Nor was consent, as such, emphasized in the arguments to the jury. The prosecutor, reviewing for the jury the instructions they would be given, briefly referred to the instruction that consent was no defense. But in the portion of his argument addressing the force or duress element of section 288(b)(1), the prosecutor made no mention of evidence of consent. He argued simply that defendant had restrained and held the victims by force, had coerced C.'s compliance by threatening retribution, and had exploited R.'s fear of bodily injury, using his physical dominance over and his friendly relationships with both young victims, and his family connection with C, to add weight and credibility to the duress and fear. On the defense side, counsel argued that as to C. "there was no force, no threats, no duress." Counsel asserted the prosecution had not produced any corroboration that force was used in the car incident, and argued C.'s statements that she found defendant's actions frightening and disgusting were inconsistent with the fact she sought to talk with him privately outside her school. With regard to the incident with R. in defendant's bedroom, defense counsel maintained R. had testified inconsistently as to how she came to be lying on the bed and hugging defendant, and argued her testimony that she feared a possible future rape was inconsistent with the fact she had stayed with defendant in his bedroom for an extended period of time.

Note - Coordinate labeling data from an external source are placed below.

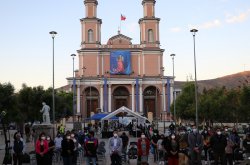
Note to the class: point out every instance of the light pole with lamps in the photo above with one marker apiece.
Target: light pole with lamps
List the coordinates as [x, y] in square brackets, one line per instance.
[193, 31]
[53, 34]
[73, 103]
[173, 55]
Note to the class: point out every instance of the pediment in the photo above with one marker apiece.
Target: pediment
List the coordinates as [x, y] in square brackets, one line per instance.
[119, 39]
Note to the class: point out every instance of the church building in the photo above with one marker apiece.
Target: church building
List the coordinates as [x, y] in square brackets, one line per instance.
[120, 73]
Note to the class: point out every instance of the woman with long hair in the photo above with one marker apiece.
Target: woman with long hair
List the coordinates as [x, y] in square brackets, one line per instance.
[41, 149]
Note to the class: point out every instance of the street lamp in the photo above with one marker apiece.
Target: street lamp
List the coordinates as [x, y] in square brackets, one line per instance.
[73, 105]
[53, 34]
[173, 55]
[193, 31]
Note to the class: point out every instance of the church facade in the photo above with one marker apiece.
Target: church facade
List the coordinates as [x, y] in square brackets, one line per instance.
[120, 73]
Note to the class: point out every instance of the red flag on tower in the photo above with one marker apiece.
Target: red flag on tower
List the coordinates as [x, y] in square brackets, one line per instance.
[123, 17]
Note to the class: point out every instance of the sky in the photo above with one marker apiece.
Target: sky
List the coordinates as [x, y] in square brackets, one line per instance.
[222, 41]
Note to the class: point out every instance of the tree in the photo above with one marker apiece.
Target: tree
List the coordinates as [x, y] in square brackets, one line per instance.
[8, 101]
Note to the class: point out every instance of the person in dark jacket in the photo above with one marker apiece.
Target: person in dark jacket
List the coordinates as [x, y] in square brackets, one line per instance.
[41, 148]
[18, 149]
[218, 144]
[246, 144]
[67, 149]
[173, 151]
[90, 147]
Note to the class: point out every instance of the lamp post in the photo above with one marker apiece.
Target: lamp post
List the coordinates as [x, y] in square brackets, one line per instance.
[73, 103]
[173, 55]
[193, 31]
[53, 34]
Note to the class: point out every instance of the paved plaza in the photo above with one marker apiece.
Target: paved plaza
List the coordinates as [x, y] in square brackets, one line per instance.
[30, 147]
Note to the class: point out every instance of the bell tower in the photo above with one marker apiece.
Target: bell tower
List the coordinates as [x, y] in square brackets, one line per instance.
[91, 25]
[149, 25]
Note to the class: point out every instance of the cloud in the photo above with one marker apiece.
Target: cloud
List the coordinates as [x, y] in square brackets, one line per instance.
[132, 27]
[207, 25]
[175, 29]
[238, 18]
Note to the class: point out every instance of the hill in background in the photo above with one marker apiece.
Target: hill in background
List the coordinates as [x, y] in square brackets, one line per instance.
[230, 81]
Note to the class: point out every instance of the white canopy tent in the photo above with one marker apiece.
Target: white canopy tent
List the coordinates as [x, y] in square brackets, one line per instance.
[140, 118]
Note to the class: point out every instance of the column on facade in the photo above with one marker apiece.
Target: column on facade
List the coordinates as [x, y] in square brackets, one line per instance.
[164, 96]
[109, 93]
[101, 98]
[133, 97]
[141, 101]
[78, 100]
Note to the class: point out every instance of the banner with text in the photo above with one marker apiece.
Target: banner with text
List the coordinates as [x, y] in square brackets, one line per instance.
[120, 62]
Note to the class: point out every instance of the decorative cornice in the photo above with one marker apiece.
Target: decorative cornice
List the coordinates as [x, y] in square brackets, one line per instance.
[91, 1]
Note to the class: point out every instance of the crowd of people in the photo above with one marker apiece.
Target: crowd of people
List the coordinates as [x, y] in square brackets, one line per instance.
[178, 146]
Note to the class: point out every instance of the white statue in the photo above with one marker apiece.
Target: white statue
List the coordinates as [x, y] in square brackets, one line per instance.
[45, 111]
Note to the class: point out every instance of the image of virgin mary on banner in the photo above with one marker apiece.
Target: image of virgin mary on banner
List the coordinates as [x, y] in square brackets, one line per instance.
[120, 62]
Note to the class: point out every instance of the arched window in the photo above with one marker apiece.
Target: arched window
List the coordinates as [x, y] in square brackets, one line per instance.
[150, 35]
[90, 35]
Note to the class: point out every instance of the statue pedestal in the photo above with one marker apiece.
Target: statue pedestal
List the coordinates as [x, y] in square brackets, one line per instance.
[39, 128]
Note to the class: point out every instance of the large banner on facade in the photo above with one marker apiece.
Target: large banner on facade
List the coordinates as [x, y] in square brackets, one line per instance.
[120, 62]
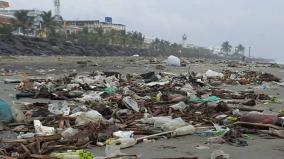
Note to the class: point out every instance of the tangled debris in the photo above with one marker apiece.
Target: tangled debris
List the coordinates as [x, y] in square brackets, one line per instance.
[106, 108]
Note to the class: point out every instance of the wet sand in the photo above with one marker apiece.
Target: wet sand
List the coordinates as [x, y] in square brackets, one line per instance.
[258, 148]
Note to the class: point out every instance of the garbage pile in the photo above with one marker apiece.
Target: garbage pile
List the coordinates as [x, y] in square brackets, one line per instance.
[109, 109]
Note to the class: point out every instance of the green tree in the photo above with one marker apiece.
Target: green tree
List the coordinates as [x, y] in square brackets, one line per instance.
[23, 21]
[7, 29]
[240, 49]
[49, 23]
[226, 47]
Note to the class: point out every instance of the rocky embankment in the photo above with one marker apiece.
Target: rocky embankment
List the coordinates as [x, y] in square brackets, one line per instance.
[20, 45]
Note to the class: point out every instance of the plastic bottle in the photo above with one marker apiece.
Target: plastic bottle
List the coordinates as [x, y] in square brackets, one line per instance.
[255, 117]
[5, 112]
[126, 142]
[186, 130]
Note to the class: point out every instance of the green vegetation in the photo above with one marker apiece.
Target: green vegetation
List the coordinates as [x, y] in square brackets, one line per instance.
[24, 22]
[7, 29]
[226, 48]
[240, 49]
[49, 25]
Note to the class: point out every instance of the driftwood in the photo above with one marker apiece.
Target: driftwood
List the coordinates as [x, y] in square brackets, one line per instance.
[33, 139]
[259, 125]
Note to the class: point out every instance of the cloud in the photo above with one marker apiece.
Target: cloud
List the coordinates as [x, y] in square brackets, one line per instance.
[207, 22]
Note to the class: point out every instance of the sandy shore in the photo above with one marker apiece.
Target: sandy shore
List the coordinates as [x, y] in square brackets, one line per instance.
[258, 148]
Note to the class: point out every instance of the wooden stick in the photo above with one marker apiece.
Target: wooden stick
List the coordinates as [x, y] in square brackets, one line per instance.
[154, 135]
[259, 125]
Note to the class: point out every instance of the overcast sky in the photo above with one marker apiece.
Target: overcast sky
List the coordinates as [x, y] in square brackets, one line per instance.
[255, 23]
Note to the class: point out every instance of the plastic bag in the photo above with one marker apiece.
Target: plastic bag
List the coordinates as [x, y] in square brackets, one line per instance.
[219, 154]
[17, 113]
[174, 124]
[43, 130]
[186, 130]
[179, 106]
[161, 120]
[213, 74]
[123, 134]
[130, 103]
[173, 61]
[5, 112]
[87, 117]
[69, 133]
[59, 108]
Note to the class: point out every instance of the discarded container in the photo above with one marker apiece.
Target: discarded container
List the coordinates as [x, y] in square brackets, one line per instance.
[173, 61]
[5, 112]
[174, 124]
[130, 103]
[186, 130]
[43, 130]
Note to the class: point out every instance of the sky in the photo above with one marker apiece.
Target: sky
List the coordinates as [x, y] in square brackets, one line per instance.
[255, 23]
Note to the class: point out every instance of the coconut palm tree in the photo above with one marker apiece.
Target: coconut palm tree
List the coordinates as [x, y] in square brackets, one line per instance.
[240, 49]
[49, 23]
[226, 47]
[23, 21]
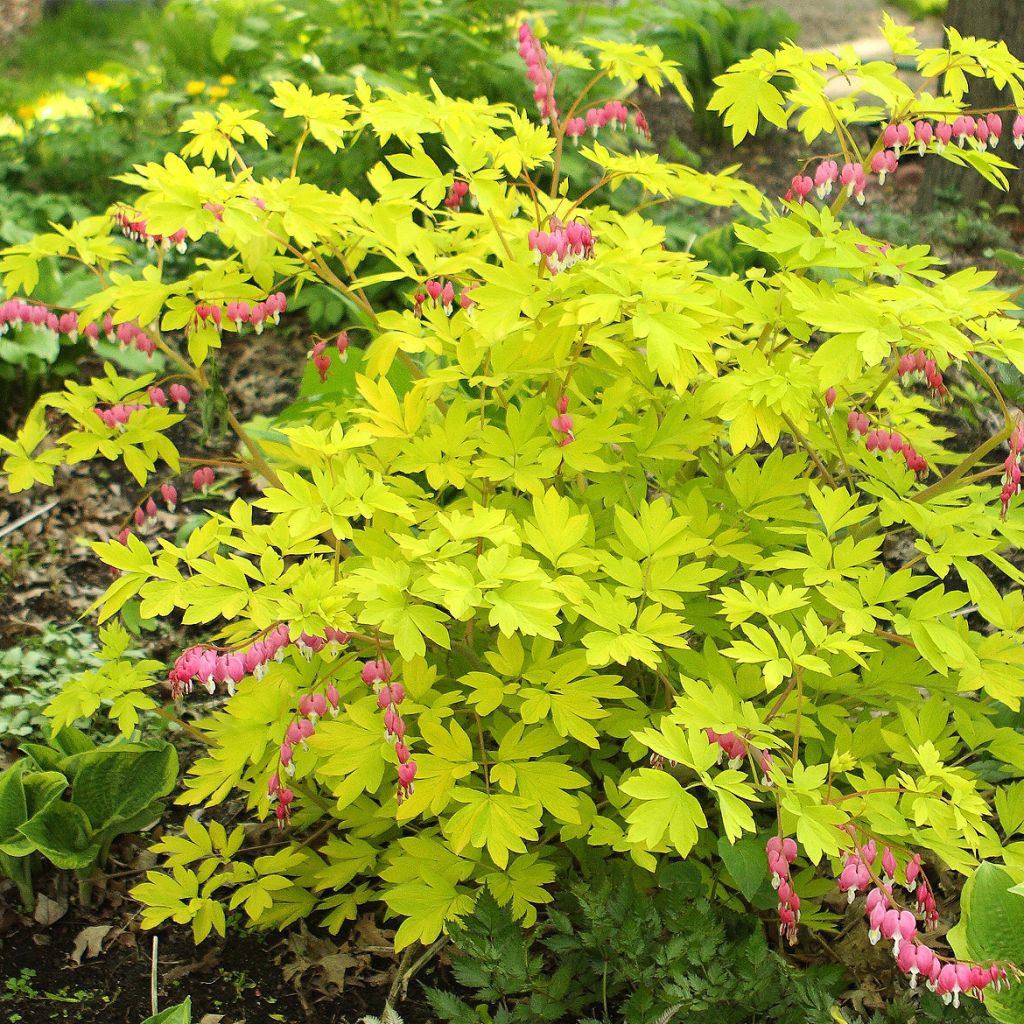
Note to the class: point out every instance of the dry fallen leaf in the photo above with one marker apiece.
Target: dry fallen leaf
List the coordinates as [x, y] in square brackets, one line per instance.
[88, 942]
[49, 910]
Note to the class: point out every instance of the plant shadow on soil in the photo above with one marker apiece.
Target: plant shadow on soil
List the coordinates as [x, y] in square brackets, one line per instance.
[241, 979]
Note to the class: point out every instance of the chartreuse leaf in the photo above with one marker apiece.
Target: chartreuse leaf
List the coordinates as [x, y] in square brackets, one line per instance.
[666, 810]
[496, 820]
[521, 884]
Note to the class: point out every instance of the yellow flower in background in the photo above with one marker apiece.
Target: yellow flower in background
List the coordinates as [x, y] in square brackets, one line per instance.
[103, 81]
[55, 107]
[9, 128]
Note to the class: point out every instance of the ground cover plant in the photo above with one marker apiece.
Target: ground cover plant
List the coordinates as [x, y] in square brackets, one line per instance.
[587, 520]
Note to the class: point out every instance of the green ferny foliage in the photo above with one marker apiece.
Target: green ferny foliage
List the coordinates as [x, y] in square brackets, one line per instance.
[590, 518]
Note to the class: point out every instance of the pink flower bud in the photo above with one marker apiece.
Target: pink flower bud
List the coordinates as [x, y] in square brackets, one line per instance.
[170, 496]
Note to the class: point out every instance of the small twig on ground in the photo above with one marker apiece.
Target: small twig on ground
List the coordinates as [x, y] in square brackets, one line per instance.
[153, 978]
[27, 518]
[398, 971]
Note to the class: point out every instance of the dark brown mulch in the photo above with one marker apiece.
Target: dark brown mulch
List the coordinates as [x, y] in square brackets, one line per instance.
[244, 978]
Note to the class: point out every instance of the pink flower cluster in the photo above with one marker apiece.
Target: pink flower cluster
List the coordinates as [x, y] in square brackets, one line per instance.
[563, 246]
[887, 921]
[133, 227]
[612, 113]
[126, 335]
[456, 194]
[826, 175]
[15, 313]
[736, 750]
[389, 695]
[239, 313]
[442, 293]
[983, 132]
[781, 853]
[209, 668]
[322, 359]
[562, 423]
[203, 478]
[918, 367]
[312, 707]
[1012, 468]
[116, 417]
[883, 440]
[143, 512]
[538, 72]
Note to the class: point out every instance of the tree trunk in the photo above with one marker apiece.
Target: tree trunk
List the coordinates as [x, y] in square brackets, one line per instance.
[16, 15]
[993, 19]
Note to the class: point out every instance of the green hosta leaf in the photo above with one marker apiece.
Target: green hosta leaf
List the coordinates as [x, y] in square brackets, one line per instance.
[24, 793]
[114, 784]
[991, 928]
[62, 834]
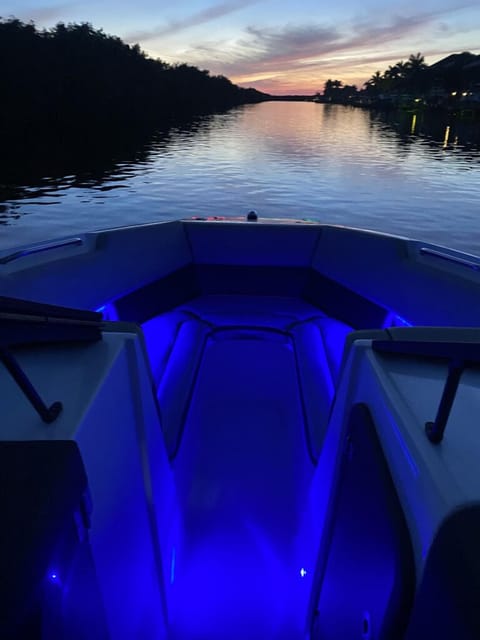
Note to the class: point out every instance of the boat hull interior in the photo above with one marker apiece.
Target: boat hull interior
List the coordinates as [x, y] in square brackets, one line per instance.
[243, 462]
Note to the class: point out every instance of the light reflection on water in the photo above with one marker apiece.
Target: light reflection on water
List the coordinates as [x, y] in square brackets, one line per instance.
[404, 173]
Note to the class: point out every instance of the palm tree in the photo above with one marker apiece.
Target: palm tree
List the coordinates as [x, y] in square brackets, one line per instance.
[375, 83]
[415, 63]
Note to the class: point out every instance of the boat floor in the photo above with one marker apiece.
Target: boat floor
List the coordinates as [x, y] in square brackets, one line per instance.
[242, 474]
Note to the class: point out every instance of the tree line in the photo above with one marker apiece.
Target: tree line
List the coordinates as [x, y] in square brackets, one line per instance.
[75, 77]
[453, 75]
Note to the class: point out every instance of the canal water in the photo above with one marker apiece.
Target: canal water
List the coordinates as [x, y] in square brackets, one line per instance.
[408, 173]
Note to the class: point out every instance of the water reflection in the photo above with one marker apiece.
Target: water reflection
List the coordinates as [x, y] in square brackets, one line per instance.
[40, 170]
[407, 173]
[438, 131]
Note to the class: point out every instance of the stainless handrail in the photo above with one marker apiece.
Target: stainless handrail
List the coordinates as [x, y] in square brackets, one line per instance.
[450, 258]
[39, 249]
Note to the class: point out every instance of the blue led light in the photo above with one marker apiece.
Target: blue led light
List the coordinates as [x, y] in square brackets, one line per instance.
[54, 577]
[172, 566]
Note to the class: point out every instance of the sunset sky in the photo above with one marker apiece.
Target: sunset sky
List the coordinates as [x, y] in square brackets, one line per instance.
[277, 46]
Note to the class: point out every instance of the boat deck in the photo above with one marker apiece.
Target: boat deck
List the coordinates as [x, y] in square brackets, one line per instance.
[241, 436]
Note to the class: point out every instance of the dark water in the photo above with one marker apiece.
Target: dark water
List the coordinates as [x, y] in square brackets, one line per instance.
[412, 174]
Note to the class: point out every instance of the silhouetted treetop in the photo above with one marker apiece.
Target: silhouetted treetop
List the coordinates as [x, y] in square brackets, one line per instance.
[74, 76]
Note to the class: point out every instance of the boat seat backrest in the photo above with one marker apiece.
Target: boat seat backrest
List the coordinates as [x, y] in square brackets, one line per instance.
[175, 342]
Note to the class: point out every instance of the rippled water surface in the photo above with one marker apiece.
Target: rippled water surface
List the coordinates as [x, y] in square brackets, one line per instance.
[404, 173]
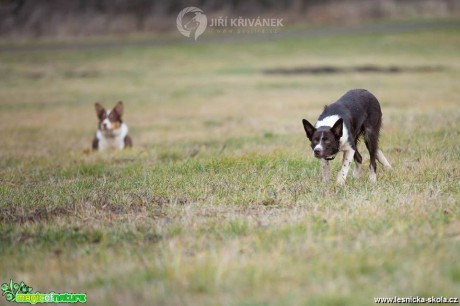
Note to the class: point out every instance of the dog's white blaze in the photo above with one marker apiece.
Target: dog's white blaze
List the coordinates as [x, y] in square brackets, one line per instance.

The potentially confusing instruction on consent, therefore, did not prevent the parties from fairly and fully presenting to the jury the factual issue of whether defendant committed the lewd acts charged in counts 1, 2 and 4 by use of force or duress. The jury found he had committed the acts by these means. Given the correct definitional instructions on force and duress, the absence of evidence of consent, and the limited role the concept played in the arguments of counsel, a different result was not reasonably likely even absent the potentially confusing consent instruction.
For the above reasons, I concur in the court's disposition reversing the judgment of the Court of Appeal.
Kennard, J., and Moreno, J., concurred.